Product Requirements Document (PRD): HeadGesture Reader
1. Document Information
| Attribute | Details |
|---|---|
| Product Name | HeadGesture Reader |
| Version | 1.0 |
| Date | November 3, 2025 |
| Author | Grok (xAI Assistant) |
| Status | Draft |
| Revision History | Initial draft based on user concept for a hands-free PDF/book reader using head gestures. |
2. Problem-First Analysis
Core Problem
Users with limited hand mobility need reliable ways to navigate digital documents without physical interaction. Current solutions are either:
- Expensive hardware: Eye-tracking systems ($1K+)
- Software alternatives: Voice control (requires speaking, not always practical)
- Mobile solutions: Not ideal for desktop document workflows
Problem Validation Needed:
- How many users specifically need document navigation vs general computer control?

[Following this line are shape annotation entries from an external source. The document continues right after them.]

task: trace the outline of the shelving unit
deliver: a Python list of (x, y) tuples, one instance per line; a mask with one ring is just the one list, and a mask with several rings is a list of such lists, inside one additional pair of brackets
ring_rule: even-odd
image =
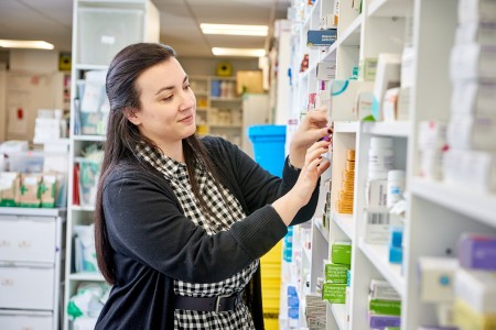
[[(66, 266), (64, 294), (64, 324), (67, 330), (73, 327), (66, 308), (69, 298), (76, 294), (83, 283), (105, 283), (101, 274), (96, 272), (75, 272), (74, 237), (77, 226), (93, 223), (95, 200), (76, 205), (74, 196), (75, 163), (83, 156), (84, 150), (96, 144), (101, 147), (106, 140), (105, 113), (101, 109), (91, 109), (101, 114), (98, 130), (93, 134), (84, 134), (80, 118), (80, 102), (84, 97), (82, 86), (90, 72), (106, 72), (111, 58), (123, 46), (137, 42), (159, 41), (159, 12), (150, 0), (75, 0), (73, 9), (73, 56), (72, 56), (72, 99), (71, 99), (71, 138), (69, 138), (69, 179), (66, 229)], [(126, 25), (116, 22), (127, 22)], [(105, 32), (104, 32), (105, 31)], [(105, 33), (105, 36), (100, 35)], [(104, 40), (111, 38), (112, 43)], [(103, 44), (100, 44), (103, 43)], [(95, 52), (95, 50), (99, 50)]]
[[(192, 76), (200, 135), (220, 135), (241, 146), (242, 98), (236, 95), (236, 77)], [(220, 85), (227, 84), (222, 96)]]
[[(316, 0), (311, 8), (306, 1), (304, 3), (306, 7), (296, 15), (303, 18), (292, 22), (291, 69), (294, 74), (290, 121), (299, 122), (306, 112), (309, 95), (320, 90), (321, 81), (315, 72), (319, 62), (335, 62), (335, 79), (339, 80), (351, 78), (352, 68), (360, 66), (365, 59), (377, 58), (380, 53), (402, 54), (405, 46), (413, 47), (413, 64), (408, 121), (333, 122), (334, 150), (328, 155), (333, 161), (328, 226), (322, 227), (321, 221), (325, 215), (323, 199), (328, 191), (325, 185), (321, 186), (321, 200), (310, 223), (311, 231), (316, 228), (326, 240), (321, 244), (319, 240), (323, 235), (312, 235), (309, 243), (312, 249), (305, 251), (308, 263), (294, 266), (300, 267), (300, 274), (309, 274), (311, 284), (314, 284), (313, 278), (323, 276), (316, 265), (330, 258), (332, 243), (352, 242), (349, 306), (327, 302), (326, 329), (369, 329), (370, 279), (386, 279), (401, 297), (401, 329), (417, 330), (424, 324), (435, 324), (439, 321), (436, 309), (420, 297), (419, 258), (455, 257), (460, 237), (466, 232), (496, 234), (496, 195), (428, 179), (421, 177), (420, 172), (419, 124), (424, 121), (448, 122), (450, 118), (452, 80), (449, 58), (457, 25), (459, 1), (363, 0), (362, 12), (358, 13), (352, 9), (352, 0), (339, 0), (337, 41), (320, 50), (306, 47), (306, 32), (320, 29), (320, 23), (333, 13), (335, 0)], [(299, 10), (304, 6), (293, 7)], [(309, 54), (308, 69), (299, 73), (305, 54)], [(407, 174), (402, 264), (389, 262), (387, 244), (366, 240), (368, 155), (370, 141), (377, 136), (392, 140), (393, 168), (403, 169)], [(353, 215), (339, 215), (335, 204), (343, 179), (345, 151), (349, 148), (356, 151), (354, 208)], [(304, 305), (303, 285), (300, 285), (299, 298)], [(311, 285), (310, 290), (314, 289), (315, 286)], [(303, 314), (300, 314), (299, 326), (305, 326)]]
[(0, 208), (2, 328), (60, 329), (65, 224), (64, 209)]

- Are current voice/mouse alternatives sufficient for most users?
- Will users accept webcam-based solution vs voice control?
Solution Hypothesis
Head gesture detection could provide a middle-ground solution - more affordable than eye-tracking, less disruptive than voice commands for quiet environments.
Key Assumptions to Validate:
- Users prefer head gestures over voice commands for reading
- Webcam-based detection can achieve sufficient reliability
- Market size justifies development effort
3. Target Audience & User Personas
Primary Users
- Accessibility-Focused Readers: Individuals with limited hand mobility (e.g., quadriplegia, arthritis). Pain point: Current tools require expensive hardware.
- Multitaskers: Chefs, mechanics, or parents reading recipes/manuals while hands are occupied.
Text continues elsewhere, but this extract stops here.